The Official Mixer’s Manual, Patrick Gavin Duffy, 1934 • Vintage Spirits and Forgotten Cocktails, Ted Haigh, 2009

The blinker is an odd bird. It resides in the same neighborhood as offbeat classics like the Japanese, Seelbach, and between the sheets: recipes that don’t really make sense on paper—and maybe don’t make perfect sense in a cocktail glass either—but work just well enough to bring the adventurous drinker on a fun and weird ride. Perhaps a better comparison might be the lion's tail, since they both contain whiskey and unlike some of the aforementioned, are not only interesting, but really good too.
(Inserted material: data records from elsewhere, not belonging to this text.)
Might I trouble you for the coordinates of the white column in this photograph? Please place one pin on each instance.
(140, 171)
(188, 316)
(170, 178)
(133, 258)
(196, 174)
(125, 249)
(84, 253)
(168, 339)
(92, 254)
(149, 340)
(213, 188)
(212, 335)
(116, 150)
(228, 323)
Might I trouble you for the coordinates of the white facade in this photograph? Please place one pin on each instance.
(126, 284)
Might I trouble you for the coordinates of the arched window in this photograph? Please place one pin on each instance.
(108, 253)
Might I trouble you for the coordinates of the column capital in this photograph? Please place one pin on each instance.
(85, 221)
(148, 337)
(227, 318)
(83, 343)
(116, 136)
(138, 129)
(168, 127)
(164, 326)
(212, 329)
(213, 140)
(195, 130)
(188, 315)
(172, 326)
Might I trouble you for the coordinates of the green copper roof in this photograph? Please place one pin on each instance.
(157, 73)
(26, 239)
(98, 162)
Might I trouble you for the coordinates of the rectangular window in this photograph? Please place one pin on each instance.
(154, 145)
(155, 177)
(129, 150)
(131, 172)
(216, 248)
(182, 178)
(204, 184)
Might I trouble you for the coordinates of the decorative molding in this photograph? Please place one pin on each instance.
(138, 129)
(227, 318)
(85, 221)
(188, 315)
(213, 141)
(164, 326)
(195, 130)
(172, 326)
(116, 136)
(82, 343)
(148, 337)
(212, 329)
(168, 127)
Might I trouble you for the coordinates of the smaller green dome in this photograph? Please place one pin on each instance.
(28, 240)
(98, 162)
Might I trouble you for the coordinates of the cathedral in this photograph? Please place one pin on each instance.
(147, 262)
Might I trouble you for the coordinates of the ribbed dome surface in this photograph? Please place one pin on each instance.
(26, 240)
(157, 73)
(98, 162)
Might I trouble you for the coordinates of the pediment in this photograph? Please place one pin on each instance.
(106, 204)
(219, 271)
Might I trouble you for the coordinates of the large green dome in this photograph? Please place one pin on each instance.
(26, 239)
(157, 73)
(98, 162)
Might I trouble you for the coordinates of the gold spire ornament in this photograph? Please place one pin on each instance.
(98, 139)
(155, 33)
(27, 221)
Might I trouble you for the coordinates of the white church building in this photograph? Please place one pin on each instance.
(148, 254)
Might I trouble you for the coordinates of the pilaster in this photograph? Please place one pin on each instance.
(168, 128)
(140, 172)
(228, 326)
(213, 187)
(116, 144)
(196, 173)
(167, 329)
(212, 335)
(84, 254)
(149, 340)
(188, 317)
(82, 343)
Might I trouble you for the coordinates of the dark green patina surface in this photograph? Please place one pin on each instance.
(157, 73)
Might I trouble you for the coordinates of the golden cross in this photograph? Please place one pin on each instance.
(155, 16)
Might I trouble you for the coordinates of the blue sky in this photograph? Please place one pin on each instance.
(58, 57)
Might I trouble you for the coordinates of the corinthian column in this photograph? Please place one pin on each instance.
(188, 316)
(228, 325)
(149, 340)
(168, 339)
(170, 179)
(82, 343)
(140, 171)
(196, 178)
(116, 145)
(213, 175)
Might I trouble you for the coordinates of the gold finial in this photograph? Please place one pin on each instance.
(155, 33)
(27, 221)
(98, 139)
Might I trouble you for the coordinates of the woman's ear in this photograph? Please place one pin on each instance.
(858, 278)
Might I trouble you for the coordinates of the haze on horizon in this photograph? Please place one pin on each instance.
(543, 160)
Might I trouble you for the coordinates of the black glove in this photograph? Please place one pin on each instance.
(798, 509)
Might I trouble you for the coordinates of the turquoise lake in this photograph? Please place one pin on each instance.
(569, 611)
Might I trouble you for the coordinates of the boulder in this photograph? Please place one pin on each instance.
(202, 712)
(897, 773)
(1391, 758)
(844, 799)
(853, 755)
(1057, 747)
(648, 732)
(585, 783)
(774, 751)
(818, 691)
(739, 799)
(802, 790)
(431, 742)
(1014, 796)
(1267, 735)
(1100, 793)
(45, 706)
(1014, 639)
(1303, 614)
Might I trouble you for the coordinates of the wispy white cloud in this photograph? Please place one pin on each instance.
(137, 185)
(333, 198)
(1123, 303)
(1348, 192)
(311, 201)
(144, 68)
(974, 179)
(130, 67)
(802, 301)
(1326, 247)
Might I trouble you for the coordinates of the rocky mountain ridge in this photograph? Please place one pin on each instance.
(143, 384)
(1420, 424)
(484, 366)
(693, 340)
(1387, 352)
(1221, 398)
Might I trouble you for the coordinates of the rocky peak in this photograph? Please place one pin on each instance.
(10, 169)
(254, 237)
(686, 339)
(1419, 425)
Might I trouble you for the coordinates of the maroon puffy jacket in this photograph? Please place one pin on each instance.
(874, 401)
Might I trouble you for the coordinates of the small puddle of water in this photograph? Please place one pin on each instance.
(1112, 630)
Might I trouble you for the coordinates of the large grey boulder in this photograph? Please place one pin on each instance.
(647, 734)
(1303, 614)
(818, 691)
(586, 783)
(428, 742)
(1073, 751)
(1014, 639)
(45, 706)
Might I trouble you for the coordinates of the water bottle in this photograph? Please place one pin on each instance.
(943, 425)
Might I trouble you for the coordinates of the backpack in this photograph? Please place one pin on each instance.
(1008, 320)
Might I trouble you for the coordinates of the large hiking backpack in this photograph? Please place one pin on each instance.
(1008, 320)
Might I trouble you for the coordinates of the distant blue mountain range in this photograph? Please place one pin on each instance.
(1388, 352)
Originally published in The Official Mixer’s Manual, a somewhat exotic 1934 text by Patrick Gavin Duffy, The Blinker might have drifted off into history had it not been illuminated by Ted “Dr. Cocktail” Haigh in his 2009 book Vintage Spirits and Forgotten Cocktails. The good doctor mostly kept the recipe intact, but made one significant change: he subbed in raspberry syrup for grenadine. He argued that in the 1930s, grenadine and raspberry syrup were often treated as interchangeable, and raspberry syrup, well, tasted better. Since then the blinker has gained a steady reputation as a raspberry drink; so much so that some recipes associate the raspberry ingredient directly with the 1930’s original, skipping Haigh's alteration altogether.

It has become very popular to use raspberry jam or ice cream syrup for this drink. Haigh’s version is open ended, simply requesting “raspberry syrup”, but Chuck Taggert has confirmed several times that Haigh does indeed make the cocktail with the store bought stuff, so that is probably where the trend began. We have always found the best raspberry syrup is homemade. It is probably closer to what Duffy would have used (Smucker's products are mostly corn syrup) and exudes the heavenly taste of fresh berries. If the idea of a produce department frightens you, Small Hand Foods has an undoubtedly excellent raspberry syrup in their repertoire. The original version of this recipe does not specify a garnish, but we like to make it the way our favorite bar back in Brooklyn made it: with a generous grapefruit peel.